Kitchen Spices That Are Good For Your Health
For centuries, cultures have practiced medicinal healing with spices and herbs alone. In regions where prescriptions and medications are nonexistent, people are actually healthier and less likely to experience many of the chronic diseases plaguing our nation today. Did you know that there are herbs that can combat sugar cravings? Or that some spices can boost your mood and soothe your stomach? That cabinet of small natural seasonings that you turn to for cooking is actually bursting with a number of health benefits. Many of them are ones you likely enjoy in your meals or tea already, so incorporating them into your diet is a win-win. You get great flavor as well as the remedial uses.
Natural herbs and spices are a staple of the primarily raw, plant-based Genesis 1:29 diet. The next time you're in the kitchen, consider adding these spices to your lunch or dinner:
One of the most impressive benefits of this festive spice is its ability to reduce blood sugar levels by boosting insulin sensitivity and halting the breaking down of carbohydrates, Healthline reported.
The property that makes cinnamon so effective medicinally is called cinnamaldehyde. The recommended dose is 1/2 teaspoon to 2 teaspoons per day. Treat yourself to the Hallelujah Diet Hazelnut Cinnamon Latte or the Carob Hazelnut Chia Pudding to get your daily dose of cinnamon.
This spice is so powerful that it has been called "the spice of the century" as it can help bring down chronic inflammation. At Hallelujah Diet, we even focused an entire monthly webinar on turmeric and its potential to fight back against America's silent killer – chronic inflammation. It's no wonder that people in India have the lowest rate of chronic inflammatory disease worldwide: As the webinar explained, turmeric is the nation's No. 1 spice used in nearly every culinary preparation.
According to Eating Well, it is the curcumin within turmeric that is rich with anti-inflammatory and antioxidant properties. This spice can even be used topically to heal cuts and injuries. If you or a loved one is struggling with inflammation, you can add more turmeric to your diet.
If you've ever taken ginger pills to calm your stomach on a bumpy car ride or windy sail, you know the power of this spice in easing nausea. As The Washington Post reported, it's especially recommended as a natural way to soothe upset stomachs in pregnant women. Ginger has also been shown to be an anti-inflammatory.

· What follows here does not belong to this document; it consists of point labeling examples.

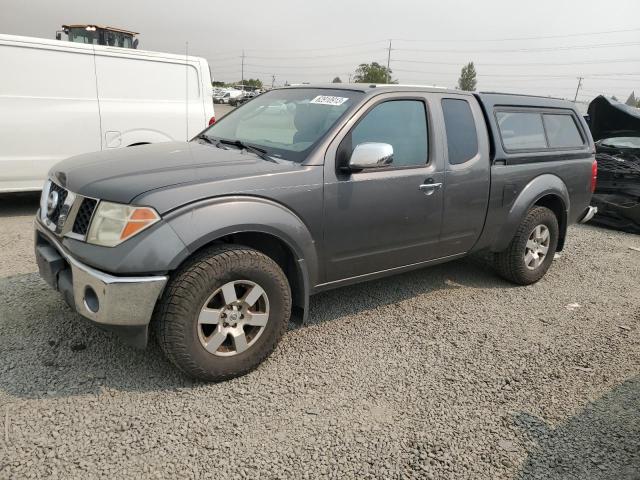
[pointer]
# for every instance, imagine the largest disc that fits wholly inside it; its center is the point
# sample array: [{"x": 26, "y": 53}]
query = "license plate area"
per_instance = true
[{"x": 50, "y": 263}]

This spice can be used in a variety of ways in the kitchen, bringing a burst of flavors to meals like the Rhonda's Raw Borscht. It's also great added to tea, smoothies and juices.
If you're a fan of hot and spicy, you'll love adding chili peppers to your menu. The same thing that gives these peppers that hot zest is what can help to boost your metabolism, Eating Well explained. That compound is called capsaicin. Found to increase the body's metabolic rate, it may be able to help you burn more calories. Another benefit is that it can promote the chemicals in your brain responsible for how hungry you feel.

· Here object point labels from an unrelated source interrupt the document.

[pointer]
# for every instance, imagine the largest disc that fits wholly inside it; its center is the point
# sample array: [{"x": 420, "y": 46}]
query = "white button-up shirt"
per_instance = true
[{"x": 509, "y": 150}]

Consider adding chili peppers to your next batch of vegetarian chili.
The medicinal uses of this aromatic green leaf used in cooking date back to the Middle Ages when sage was used to combat the plague, according to Healthline. Today, its benefits can still be of use. Research has highlighted sage as a possible aid in those with Alzheimer's disease as studies have shown its ability to enhance memory and increase functioning of the brain. Moreover, it stops the breakdown of acetylcholine – a brain chemical that drops in those with Alzheimer's. Promising results from one study revealed an improvement in brain function among 42 participants with the disease.
According to Eating Well, drinking sage tea can ease sore throats and improve stomach discomfort as well.
For an overall health-boosting spice, add rosemary to your diet. According to Dr. Weil, it works to get the blood moving and promote alertness. In aromatherapy, rosemary is used to stimulate memory.
Some have said that it can improve circulation, digestion and asthma though official studies have yet to confirm this. However, the antioxidant particles in rosemary may likely lead to these or similar benefits. This spice in particular offers several important nutrients. When dried, it delivers on fiber and calcium. In fresh form it's a great source of iron. Dr. Weil advises adding the spice to soups and sauces to get the most out of the light, delicate flavor. You could also try this recipe for Crisp Rosemary Flatbread.
Did you know that you can get the same amount of antioxidants from three cups of spinach that you can from one teaspoon of oregano? According to Fitness Magazine, that same serving of oregano also delivers six micrograms of Vitamin K, a great nutrient for strong bones.
Remember, there is no magic answer to overall good health, which is why we at Hallelujah Diet don't promote super foods. The answer is incorporating a variety of plant-based and raw fruits and vegetables into your diet and lifestyle. A dash of these spices doesn't hurt either.